Ciders: Original Dry, Rosé Apple, & Pear Secco
Cidery Location: Belgium
ABV: 4.5% or 5.0%
How Supplied: 12 pack of 8.5oz cans
Style: imported commercial cider from primarily dessert apples (Rosé also has some red-fleshed apple juice and Pear also has some pear juice)
Availability: wide release
Original Dry: Distinctive golden color and less sweet with a crisp apple flavor for a balanced, dry finish.
Rosé Apple: A clear, light-coral pink appearance and sparkling rosé-wine-like effervescence with apple notes. Light and refreshing taste with a pleasant tartness balanced by fruity notes of red-fleshed apple and pear.
Pear Secco: A mildly sweet pear-apple cider with a light dry finish.
Cidery Description: Strongbow is the #1 import cider in the US. With 50% conversion to usage, shoppers who buy once, buy again. Exclusively available in this 100 Cal variety pack, we think Dry Pear is a great addition to the award-winning line up of flavors in the 100 Cal Slim Cans. It’s a one-two punch; a popular, refreshing new flavor in a package that’s on-trend. To find all Strongbow flavors near you, please visit our product locator at http://www.Strongbow.com. Strongbow recommends enjoying its hard ciders served over ice, for a crisp, refreshing taste.
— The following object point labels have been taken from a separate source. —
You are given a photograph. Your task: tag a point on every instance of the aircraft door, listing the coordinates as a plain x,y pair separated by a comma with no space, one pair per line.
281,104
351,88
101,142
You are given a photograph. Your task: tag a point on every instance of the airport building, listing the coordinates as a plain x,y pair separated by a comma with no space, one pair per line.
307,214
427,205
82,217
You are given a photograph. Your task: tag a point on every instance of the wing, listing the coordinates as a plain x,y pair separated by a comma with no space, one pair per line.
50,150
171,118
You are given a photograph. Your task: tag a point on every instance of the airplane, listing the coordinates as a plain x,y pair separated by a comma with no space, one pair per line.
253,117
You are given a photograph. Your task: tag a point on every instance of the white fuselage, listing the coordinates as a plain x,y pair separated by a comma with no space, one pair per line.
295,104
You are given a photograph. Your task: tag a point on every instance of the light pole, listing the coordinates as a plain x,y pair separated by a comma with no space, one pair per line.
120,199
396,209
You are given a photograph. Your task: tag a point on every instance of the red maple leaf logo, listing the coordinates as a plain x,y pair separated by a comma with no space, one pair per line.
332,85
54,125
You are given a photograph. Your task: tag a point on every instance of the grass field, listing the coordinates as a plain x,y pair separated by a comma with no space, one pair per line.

Price: $11.99 / 12 pack of 8.5oz cans
Where Bought: Target
Where Drank: home
How Found: browsing; it was my first time spotting the re-released Original Dry in the U.S., so I was going to get a 4 pack of that, but then I saw the variety pack which also included 2 others which I haven’t tried
Original Dry: Moderate gold hue. Light carbonation. Smells very mildly of apple juice. Semi-dry. Light bodied. Low tartness and acidity. No bitterness, sourness, or funk. Notes of apple juice and pomace, orange, and lemon. Moderate finish with a hint of tannins. Moderate apple flavor. High sessionability. Low complexity. Low to moderate flavor intensity. Similar to Crispin Browns Lane and Blackthorn, but I prefer this.
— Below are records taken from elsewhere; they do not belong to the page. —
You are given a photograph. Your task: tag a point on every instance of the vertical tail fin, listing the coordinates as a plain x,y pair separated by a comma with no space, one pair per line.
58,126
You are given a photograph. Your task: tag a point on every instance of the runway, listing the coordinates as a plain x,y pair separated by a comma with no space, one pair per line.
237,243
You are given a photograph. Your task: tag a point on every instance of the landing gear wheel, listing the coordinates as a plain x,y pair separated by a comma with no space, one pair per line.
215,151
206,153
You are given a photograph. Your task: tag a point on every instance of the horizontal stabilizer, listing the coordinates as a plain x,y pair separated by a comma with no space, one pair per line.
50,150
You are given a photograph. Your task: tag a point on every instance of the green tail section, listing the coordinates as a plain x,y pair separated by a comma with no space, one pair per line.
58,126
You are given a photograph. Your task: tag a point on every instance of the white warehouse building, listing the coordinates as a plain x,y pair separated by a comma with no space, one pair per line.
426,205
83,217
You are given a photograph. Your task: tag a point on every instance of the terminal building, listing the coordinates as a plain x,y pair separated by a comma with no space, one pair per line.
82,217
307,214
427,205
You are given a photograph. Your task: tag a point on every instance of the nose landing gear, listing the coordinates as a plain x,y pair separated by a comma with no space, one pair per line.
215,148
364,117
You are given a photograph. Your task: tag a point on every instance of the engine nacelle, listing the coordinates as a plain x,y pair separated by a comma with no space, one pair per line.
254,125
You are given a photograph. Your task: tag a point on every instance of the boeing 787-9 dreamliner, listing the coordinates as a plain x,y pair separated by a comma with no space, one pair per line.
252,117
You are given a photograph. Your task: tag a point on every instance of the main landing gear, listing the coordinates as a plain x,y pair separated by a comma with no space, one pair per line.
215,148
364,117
Rosé Apple: Medium pink hue. No carbonation. Smells very mildly fruity. Semi-dry to semi-sweet. Light to medium bodied. Low to moderate tartness and acidity. No bitterness, sourness, funk, or tannins. Notes of green apple and white grape with a hint of strawberry. Quick finish. Low apple flavor and complexity. Low to moderate overall flavor intensity. High sessionability. Similar to Rosé offerings from Angry Orchard, Crispin, and Woodchuck.
Pear Secco: Medium straw yellow hue. Low carbonation. Smells very mild. Semi-dry. Light bodied. Low tartness and acidity. No bitterness, sourness, funk, or tannins. Subtle notes of canned pear, green apple, and champagne. Quick finish. Low complexity, overall flavor intensity, pear flavor, and apple flavor. High sessionability. Most similar to Woodchuck Pearsecco, which is also a commercial tasting drier sparkling pear cider (apple & pear).
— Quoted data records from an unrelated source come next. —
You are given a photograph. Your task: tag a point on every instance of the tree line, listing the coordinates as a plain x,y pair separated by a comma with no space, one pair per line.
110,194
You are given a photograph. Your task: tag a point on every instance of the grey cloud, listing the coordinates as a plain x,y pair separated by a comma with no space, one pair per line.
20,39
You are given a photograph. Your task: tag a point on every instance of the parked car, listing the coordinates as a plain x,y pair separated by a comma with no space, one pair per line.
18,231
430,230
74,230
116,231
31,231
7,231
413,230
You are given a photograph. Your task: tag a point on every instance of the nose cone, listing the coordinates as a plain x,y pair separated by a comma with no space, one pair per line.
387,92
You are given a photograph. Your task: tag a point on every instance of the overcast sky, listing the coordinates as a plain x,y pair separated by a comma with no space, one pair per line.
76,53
My Opinion: I liked all of these. Definitely commercial tasting (ie. slightly less natural tasting, likely due to the processes used, such as adding sugar instead of back sweetening with juice), but plenty drinkable, with some flavor and not too much sweetness, and far from the worst I’ve had. I also liked getting a smaller variety pack (as its 8.5oz not 12oz cans), although ideally it would have only been 2 instead of 4 of each.
Closing Notes: Although I typically prefer craft cider, I think commercial ciders are underappreciated. It seems that most people (including myself) started their cider journey with an easily available sweeter commercial cider, and over time their tastes evolved towards drier local craft selections. However, there are still parts of the U.S. where craft cider is difficult to find. Thankfully the offerings from commercial cideries (such as Angry Orchard and Woodchuck) have improved in recent years, tending towards more complex, drier, and/or more innovative offerings, as they struggle to compete with growing regional craft cideries.
Have you tried Strongbow? What did you think?